Après un silence, Bill répondit : « Ça veut dire que si votre chat monte sur la cuisinière et renverse votre bouilloire, il se brûlera ; et après il aura peur de la bouilloire même si l’eau n’est pas chaude.

— Encore un autre sur le chat : Quand le chat n’est pas là, les souris dansent. »

À nouveau il garda un moment le silence, le front plissé.

« Eh bien, dit-il enfin, si vous avez des souris chez vous, votre chat les chasse ; mais s’il s’en va ailleurs, les souris sont contentes parce qu’elles ont la paix.

— Qui veut voyager loin ménage sa monture. » Mais je savais déjà à quoi m’en tenir. Le fonctionnement de la pensée de Bill Lundborg était détérioré ; il était incapable d’expliquer le proverbe : il se contentait de le paraphraser en termes concrets, correspondant aux termes mêmes de son énoncé.

« Quand on se déplace à cheval, dit-il de façon hésitante, et qu’on a un long trajet à faire, il ne faut pas fatiguer le cheval.

— Vanité, ton nom est femme.

— Les femmes sont vaines. Mais ce n’est pas un proverbe. C’est une citation de quelque chose.

— C’est très bien, dis-je. Vous vous en êtes bien tiré. » Mais en vérité – en vérité, je vous le dis, comme l’aurait formulé Tim, comme le formulait Jésus, et peut-être avant lui les zadokites – j’avais en face de moi quelqu’un de complètement psychotique, à en croire le test des proverbes de Benjamin. J’en éprouvai une douleur vague et obsédante, en voyant devant moi ce garçon si jeune et physiquement si sain, et si inapte à déchiffrer un symbole, à penser de manière abstraite. Il souffrait du trouble cérébral psychotique classique : son raisonnement se limitait au concret.

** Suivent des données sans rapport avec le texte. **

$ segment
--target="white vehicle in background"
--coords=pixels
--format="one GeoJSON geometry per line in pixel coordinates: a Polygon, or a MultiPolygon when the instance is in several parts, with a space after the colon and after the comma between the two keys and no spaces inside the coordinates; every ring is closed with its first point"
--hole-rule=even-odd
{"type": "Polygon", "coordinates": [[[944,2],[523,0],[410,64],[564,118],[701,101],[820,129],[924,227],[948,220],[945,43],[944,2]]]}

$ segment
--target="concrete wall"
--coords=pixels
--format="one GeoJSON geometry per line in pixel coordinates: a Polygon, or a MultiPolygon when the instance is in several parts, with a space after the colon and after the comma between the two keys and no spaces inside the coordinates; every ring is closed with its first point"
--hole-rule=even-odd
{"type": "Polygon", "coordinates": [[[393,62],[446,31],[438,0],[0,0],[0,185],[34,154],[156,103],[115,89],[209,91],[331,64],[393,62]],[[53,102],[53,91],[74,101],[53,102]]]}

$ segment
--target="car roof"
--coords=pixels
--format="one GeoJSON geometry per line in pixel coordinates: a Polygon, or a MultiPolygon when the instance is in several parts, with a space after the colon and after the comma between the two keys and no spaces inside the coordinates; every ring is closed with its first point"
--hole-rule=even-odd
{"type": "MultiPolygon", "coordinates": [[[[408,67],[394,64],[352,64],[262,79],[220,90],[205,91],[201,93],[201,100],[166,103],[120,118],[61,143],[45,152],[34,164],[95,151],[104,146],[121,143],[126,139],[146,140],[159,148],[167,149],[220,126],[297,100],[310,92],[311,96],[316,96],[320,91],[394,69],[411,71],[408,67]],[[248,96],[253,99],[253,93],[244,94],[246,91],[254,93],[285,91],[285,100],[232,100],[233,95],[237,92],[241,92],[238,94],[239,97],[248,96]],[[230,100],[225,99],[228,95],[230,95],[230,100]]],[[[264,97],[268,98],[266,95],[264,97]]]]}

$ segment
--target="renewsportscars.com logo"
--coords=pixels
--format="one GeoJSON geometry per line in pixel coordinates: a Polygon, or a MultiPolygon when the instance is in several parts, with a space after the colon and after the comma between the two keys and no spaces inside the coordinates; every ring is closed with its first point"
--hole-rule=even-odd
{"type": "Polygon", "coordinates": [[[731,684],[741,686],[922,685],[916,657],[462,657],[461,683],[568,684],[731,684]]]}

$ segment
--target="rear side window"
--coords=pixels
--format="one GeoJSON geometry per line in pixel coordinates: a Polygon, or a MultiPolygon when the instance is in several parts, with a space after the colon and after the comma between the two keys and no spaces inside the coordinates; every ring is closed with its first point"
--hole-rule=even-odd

Tu peux oublier ton intention de devenir programmeur d’ordinateurs, me dis-je. Tu continueras à peindre des carrosseries de voitures jusqu’à ce que le Juge eschatologique arrive et nous libère, tous autant que nous sommes, de nos tourments. Qu’il te libère et me libère moi ; qu’il libère chacun de nous. Et alors ton esprit endommagé sera vraisemblablement guéri. Projeté dans le corps d’un cochon de passage, pour être précipité dans le vide. Là où est sa place.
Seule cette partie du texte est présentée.